The authors keep the readers interested in following how each firm got into trouble and used fraud to cover their mistakes. In the case of Enron, the authors describe how the company was formed by taking up the opportunity raised from energy deregulation but expanded to unfamiliar territory such as broadband and investment in India and Brazil. For example in the case of Enron, high‐risk projects were undertaken that were outside the firm’ core competencies. When the problem was beginning to surface, instead of focusing on accounting controls to manage these issues, Enron decided to manage the accounting reports by hiding its debts and related assets. The authors also pointed out critical governance issues for any managers and board members. These issues include dramatic salary increase of the top 200 employees from $193 million collectively in 1998 to $1.4 billion in 2000, and internal audit functions that are outsourced to the external Auditor (the former Arthur Andersen).

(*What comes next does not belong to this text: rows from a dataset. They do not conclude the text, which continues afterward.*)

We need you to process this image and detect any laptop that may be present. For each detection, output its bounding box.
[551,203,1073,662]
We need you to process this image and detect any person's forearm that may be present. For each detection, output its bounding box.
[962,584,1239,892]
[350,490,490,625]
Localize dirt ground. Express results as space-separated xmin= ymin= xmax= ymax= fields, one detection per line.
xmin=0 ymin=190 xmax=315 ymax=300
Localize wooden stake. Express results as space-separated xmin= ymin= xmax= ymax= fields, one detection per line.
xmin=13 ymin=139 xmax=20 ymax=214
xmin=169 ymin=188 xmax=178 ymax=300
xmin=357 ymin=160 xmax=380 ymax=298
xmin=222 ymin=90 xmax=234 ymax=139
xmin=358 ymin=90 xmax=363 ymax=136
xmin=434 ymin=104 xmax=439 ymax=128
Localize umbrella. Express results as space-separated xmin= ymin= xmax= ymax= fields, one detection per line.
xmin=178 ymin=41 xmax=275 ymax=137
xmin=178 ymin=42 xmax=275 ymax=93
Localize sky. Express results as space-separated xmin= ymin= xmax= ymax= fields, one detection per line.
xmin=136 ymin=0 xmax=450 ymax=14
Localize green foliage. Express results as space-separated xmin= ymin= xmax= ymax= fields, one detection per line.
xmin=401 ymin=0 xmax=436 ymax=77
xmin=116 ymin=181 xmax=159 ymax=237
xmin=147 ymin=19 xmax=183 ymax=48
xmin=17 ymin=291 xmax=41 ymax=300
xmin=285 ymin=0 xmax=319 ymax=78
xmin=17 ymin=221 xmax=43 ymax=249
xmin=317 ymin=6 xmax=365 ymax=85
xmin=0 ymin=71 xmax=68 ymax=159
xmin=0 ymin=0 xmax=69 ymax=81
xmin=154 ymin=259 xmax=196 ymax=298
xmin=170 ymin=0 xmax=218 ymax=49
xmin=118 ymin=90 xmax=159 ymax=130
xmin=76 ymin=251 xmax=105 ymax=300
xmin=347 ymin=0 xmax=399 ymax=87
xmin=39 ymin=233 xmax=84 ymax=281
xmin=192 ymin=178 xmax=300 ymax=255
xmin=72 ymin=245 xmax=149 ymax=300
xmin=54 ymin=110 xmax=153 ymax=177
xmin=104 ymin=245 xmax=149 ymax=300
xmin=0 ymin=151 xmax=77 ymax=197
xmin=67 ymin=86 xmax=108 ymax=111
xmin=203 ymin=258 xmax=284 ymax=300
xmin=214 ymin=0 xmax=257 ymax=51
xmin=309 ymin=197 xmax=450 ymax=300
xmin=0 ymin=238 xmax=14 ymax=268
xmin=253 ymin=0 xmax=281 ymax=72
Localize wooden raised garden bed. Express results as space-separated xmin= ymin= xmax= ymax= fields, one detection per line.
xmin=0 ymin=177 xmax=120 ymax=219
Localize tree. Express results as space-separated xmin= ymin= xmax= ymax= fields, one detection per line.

Corporate and individual greed are often imbedded with business expansion into areas that are outside the firm’ core competence. Overseas business expansion creates problems when central control mechanisms are inadequate or just absent. Another problem occurs when integration with new acquisitions lacks strategic and operational planning. There is an agency cost that the firm needs to pay for hiring executives to take care of the firm. Therefore, a strong corporate governance mechanism is needed to address this issue. The authors point out inefficient corporate governance is a major downfall in corporate failures. Issues like board independence, CEO dominance, board members’ incompetence and executive remuneration packages were highlighted in examples of corporate failures discussed in the chapters. Much research has been done in the area of corporate governance recently and the results identify similar concerns raised in this book. However, research results normally give summarised findings on the companies studied or concentrate on a specific corporation’ issues. Therefore, it was a good approach using story telling to highlight the lessons learnt, contrasting to the clinical approach of most research. This style adds to the readability of their book.

The ultimate purpose of this book is to illustrate some of the lessons learnt from each of the corporate failure cases. Although this book is written on recent corporate failures, it will not be easily outdated for many years for as there are many timeless lessons that can be learned. For example, adequate control is essential within a company, especially in cash and project management. Share price can give the signal to investors that the company is doing well; but at the same time, in order to make sure that the company can match the public expectation, management may be under the pressure of performing, even using fraudulent actions to achieve its aim. Therefore, investors need to pay more attention to the firm’ pattern of performance and cash flow.

The suggestions given in this book are excellent in helping companies to prevent fraud. The authors also advise investors that they need to pay more attention to cash flow rather than earnings in investment. I would like to see more suggestions on how to detect fraud. Nevertheless, this may be beyond the scope of this book and the authors have provided us with many suggestions to prevent making similar mistakes in the future. The price of this book is £25.00 which is a reasonable for a book that helps the reader to understand some of the major reasons for recent corporate failures and leaves them with practical questions to consider.